Unless action is taken to increase the options for obtaining a BSN degree, the consequences for Colorado could be dire. Data from the U.S. Department of Labor indicate an annual shortage of 490 nurses with BSNs beginning in 2014, rising to a cumulative shortage of 4,500 BSNs by 2024, which could mean that one in thirteen positions requiring a BSN goes unfilled. Projections show that the shortages will be most acute in Grand Junction, Pueblo, Colorado Springs and Fort Collins.
“Many hospitals will only hire RNs if they sign a contract committing to complete a bachelor’s degree within a certain timeframe – so getting a BSN isn’t a choice, it’s a requirement,” said Kelsie Guthrie, who is in her second semester of an associate’s degree in Nursing at Community College of Aurora. “With expenses in Colorado on the rise, getting an education at a lower cost is incredibly important. If I have an affordable option to complete my BSN in Colorado, I most definitely will.”

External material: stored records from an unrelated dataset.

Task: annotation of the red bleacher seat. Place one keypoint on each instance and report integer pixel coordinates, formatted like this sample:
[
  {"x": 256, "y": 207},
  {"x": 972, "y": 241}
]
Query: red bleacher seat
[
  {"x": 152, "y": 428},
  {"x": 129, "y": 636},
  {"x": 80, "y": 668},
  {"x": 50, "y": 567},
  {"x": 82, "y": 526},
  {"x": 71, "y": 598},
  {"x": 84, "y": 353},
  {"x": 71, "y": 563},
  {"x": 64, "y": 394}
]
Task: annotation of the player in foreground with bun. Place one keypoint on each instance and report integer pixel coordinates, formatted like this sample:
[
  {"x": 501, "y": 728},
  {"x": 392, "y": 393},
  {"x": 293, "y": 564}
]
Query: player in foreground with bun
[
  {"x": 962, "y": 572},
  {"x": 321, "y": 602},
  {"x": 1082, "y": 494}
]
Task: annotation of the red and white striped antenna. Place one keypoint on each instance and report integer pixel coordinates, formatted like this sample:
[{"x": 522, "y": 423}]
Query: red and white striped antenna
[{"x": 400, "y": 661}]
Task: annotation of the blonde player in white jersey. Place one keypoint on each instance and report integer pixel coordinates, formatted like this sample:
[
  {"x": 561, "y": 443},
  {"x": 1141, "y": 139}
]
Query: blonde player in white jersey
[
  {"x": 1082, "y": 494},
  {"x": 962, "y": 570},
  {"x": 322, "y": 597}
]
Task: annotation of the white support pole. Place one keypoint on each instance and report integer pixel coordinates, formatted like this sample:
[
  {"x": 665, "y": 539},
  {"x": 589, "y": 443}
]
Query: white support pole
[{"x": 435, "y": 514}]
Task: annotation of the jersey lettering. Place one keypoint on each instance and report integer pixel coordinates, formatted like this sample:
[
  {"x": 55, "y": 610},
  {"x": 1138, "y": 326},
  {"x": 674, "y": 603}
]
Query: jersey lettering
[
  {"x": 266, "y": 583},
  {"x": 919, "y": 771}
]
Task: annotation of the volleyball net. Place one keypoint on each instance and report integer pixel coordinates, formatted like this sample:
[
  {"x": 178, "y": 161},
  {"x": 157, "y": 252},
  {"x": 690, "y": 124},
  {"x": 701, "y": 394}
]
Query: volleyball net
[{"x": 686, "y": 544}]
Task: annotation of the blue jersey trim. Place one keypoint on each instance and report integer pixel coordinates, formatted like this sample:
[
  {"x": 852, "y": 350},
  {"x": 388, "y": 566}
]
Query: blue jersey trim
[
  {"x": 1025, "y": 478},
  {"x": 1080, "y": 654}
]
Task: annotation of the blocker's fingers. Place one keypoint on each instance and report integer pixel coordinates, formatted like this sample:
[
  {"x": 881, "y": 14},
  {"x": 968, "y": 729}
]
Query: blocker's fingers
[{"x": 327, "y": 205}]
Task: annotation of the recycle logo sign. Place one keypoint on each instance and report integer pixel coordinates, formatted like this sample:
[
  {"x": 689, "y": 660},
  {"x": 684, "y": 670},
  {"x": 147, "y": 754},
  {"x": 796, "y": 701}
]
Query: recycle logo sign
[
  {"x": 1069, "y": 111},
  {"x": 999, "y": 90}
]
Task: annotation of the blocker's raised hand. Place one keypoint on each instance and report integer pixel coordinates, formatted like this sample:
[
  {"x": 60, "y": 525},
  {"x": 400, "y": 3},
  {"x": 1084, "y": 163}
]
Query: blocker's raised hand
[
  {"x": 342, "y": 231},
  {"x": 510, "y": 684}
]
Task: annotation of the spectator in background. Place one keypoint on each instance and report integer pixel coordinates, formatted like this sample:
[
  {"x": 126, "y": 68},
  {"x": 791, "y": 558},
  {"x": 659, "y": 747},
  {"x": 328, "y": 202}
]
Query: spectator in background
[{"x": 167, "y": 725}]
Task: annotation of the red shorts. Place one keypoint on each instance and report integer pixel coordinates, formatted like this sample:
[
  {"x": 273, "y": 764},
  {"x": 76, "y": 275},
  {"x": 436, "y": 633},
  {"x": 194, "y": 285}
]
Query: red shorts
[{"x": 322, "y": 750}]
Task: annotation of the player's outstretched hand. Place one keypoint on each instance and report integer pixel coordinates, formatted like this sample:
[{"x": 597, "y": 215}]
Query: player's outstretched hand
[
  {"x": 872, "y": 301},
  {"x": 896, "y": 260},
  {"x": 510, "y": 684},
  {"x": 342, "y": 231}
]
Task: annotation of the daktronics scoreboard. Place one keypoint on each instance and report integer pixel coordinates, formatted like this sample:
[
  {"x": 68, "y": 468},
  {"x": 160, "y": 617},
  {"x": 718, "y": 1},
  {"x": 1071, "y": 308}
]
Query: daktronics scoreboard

Of the 76 percent of two-year nursing program graduates in Colorado either do not transfer anywhere – exacerbating the shortage of BSNs – or transfer out of state to complete their BSN degree, taking their tuition dollars with them.
“Workforce development is at the core of Colorado community colleges’ mission, and we are ideally positioned to help mitigate this crisis,” said System President Dr. Nancy McCallin. “We work continually to identify future needs of Colorado’s workforce, and to adjust our offerings to students accordingly. We are the most accessible and affordable option for students in Colorado. Enabling us to offer BSN degrees is a smart, practical solution to this looming BSN nursing shortage, and it’s the right thing to do for Colorado’s students and Colorado’s economy.”
“Spending less money to become more qualified seems like a no-brainer – taking on a financial burden isn’t something I want to think about when I’m going to school to learn to care for others, explained Josh Mickelson, also in his second semester of an associate’s degree in Nursing at Community College of Aurora. “And the pass rates on nursing board exams for community college grads are amazing!”